Tokyo's Shocking 7.1% Rent Surge: Are You Ready for the Housing Crisis of 2025?

Tokyo's mid-market residential leasing segment continued its upward trajectory in the fourth quarter of 2025, with growth observed across nearly all of the 23 wards, as reported by Savills. Average rents in the Tokyo 23 Wards (23W) increased by 0.2% quarter-on-quarter (QoQ), reaching JPY4,639 per square meter. This translates into a robust annual increase of 7.1%. Notably, all wards, except for Nakano, recorded quarterly rental growth while every ward posted solid year-on-year gains.
Central Five Wards (C5W) have emerged as market leaders, showcasing impressive performance with average rents rising 2.1% QoQ and 9.0% year-on-year (YoY) to JPY5,722 per square meter. Among these C5W:
- Minato exhibited the strongest quarterly increase at 6.7% QoQ.
- Chiyoda and Shinjuku experienced moderate growth of 1.3% QoQ.
- Chuo and Shibuya recorded marginal increases of 0.4% and 0.2% QoQ, respectively.
Savills highlighted that demand remains strong in central locations, driven by factors such as wage growth and a trend of employees returning to the office.
The Inner North submarket saw the most notable quarterly expansion among all submarkets, increasing by 2.6% QoQ and 9.8% YoY to JPY4,896 per square meter. In this area:
- Bunkyo saw rents rise by 4.0% QoQ.
- Toshima experienced a growth of 1.2% QoQ.
These figures underline the sustained tenant demand in well-connected residential districts.
Meanwhile, the South and West submarkets also showed steady gains. In the South, average rents climbed 1.7% QoQ and 8.2% YoY to JPY4,816 per square meter. Noteworthy quarterly gains include:
- Ota, with the largest increase at 4.5%.
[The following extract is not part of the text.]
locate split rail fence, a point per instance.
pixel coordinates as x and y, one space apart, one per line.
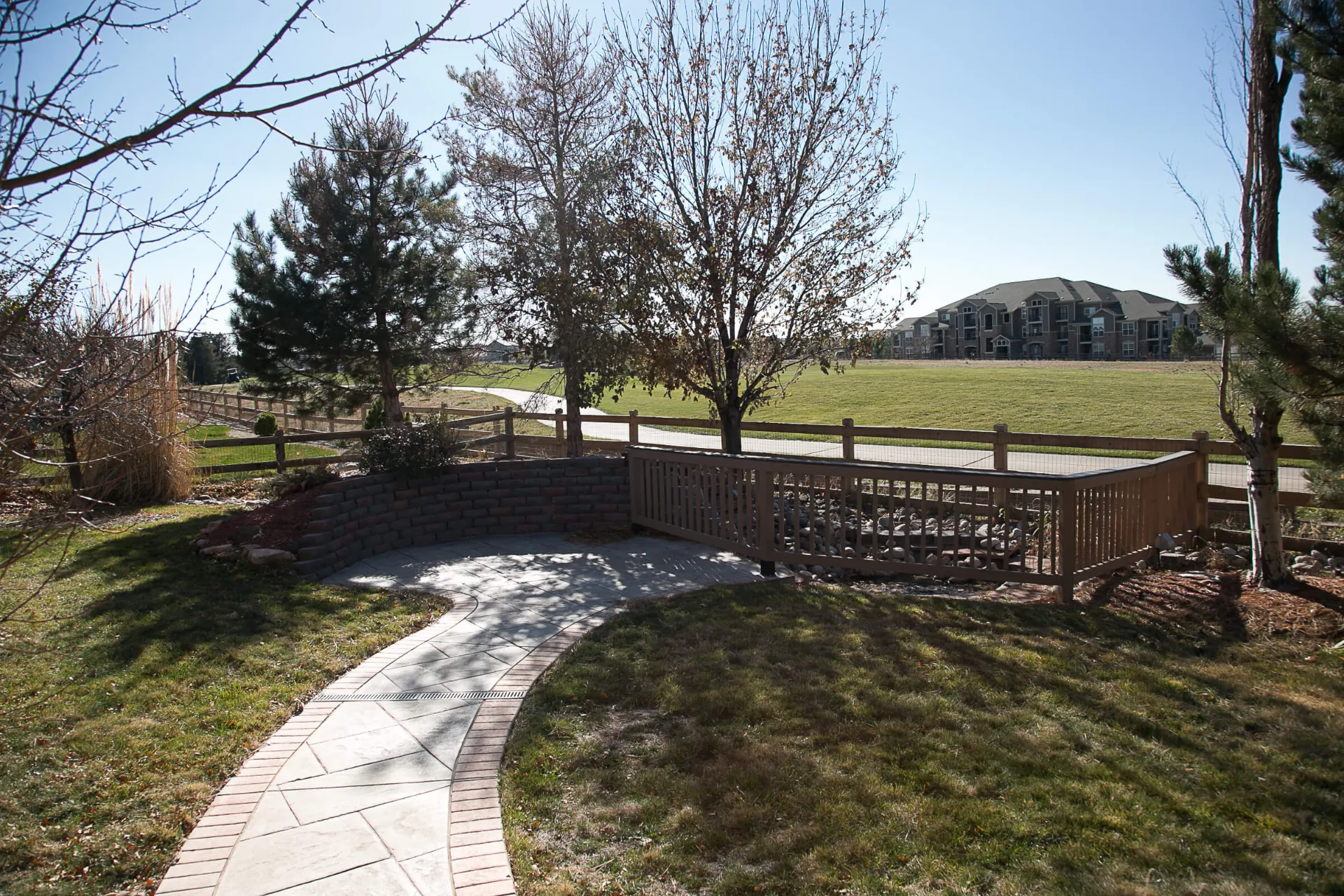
1051 530
997 449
- Meguro, following with a 2.1% QoQ growth.
- Shinagawa and Setagaya saw more modest increases of 0.5% and 0.1%, respectively.
The West submarket saw a rise of 1.0% QoQ and 7.8% YoY, reaching JPY4,276 per square meter. Here, Nerima led the quarterly gains at 4.1%, while Suginami remained flat and Nakano experienced a slight decline of 0.5% QoQ, though it still achieved a robust annual growth of 8.4%.
In the Eastern and Outer submarkets, growth was observed but at a more gradual pace. The Inner East submarket recorded a rental growth of 0.5% QoQ and 8.1% YoY to JPY4,538 per square meter, with Taito and Koto both posting 0.6% QoQ growth, while Sumida saw a marginal 0.1% increase. The Outer North submarket experienced a climb of 2.2% QoQ and 6.5% YoY to JPY4,056 per square meter, driven by Kita's increase of 2.8% QoQ and Itabashi's rise of 1.6% QoQ. In the Outer East submarket, rents grew 1.0% QoQ and 7.0% YoY to JPY3,849 per square meter, with Katsushika showing the largest quarterly gain at 1.6%, followed by Arakawa and Adachi with increases of 1.3% and 0.9%, respectively.
The broad-based rental growth indicates a strong and resilient leasing market in Tokyo's mid-market residential segment. Savills' data emphasizes that both central and peripheral wards are experiencing solid annual increases. While the quarterly growth rates vary by submarket, the overall trajectory remains positive, supported by steady demand, demographic inflows, and constrained housing alternatives. This resilience reinforces the strength of Tokyo's leasing market as it heads into 2026.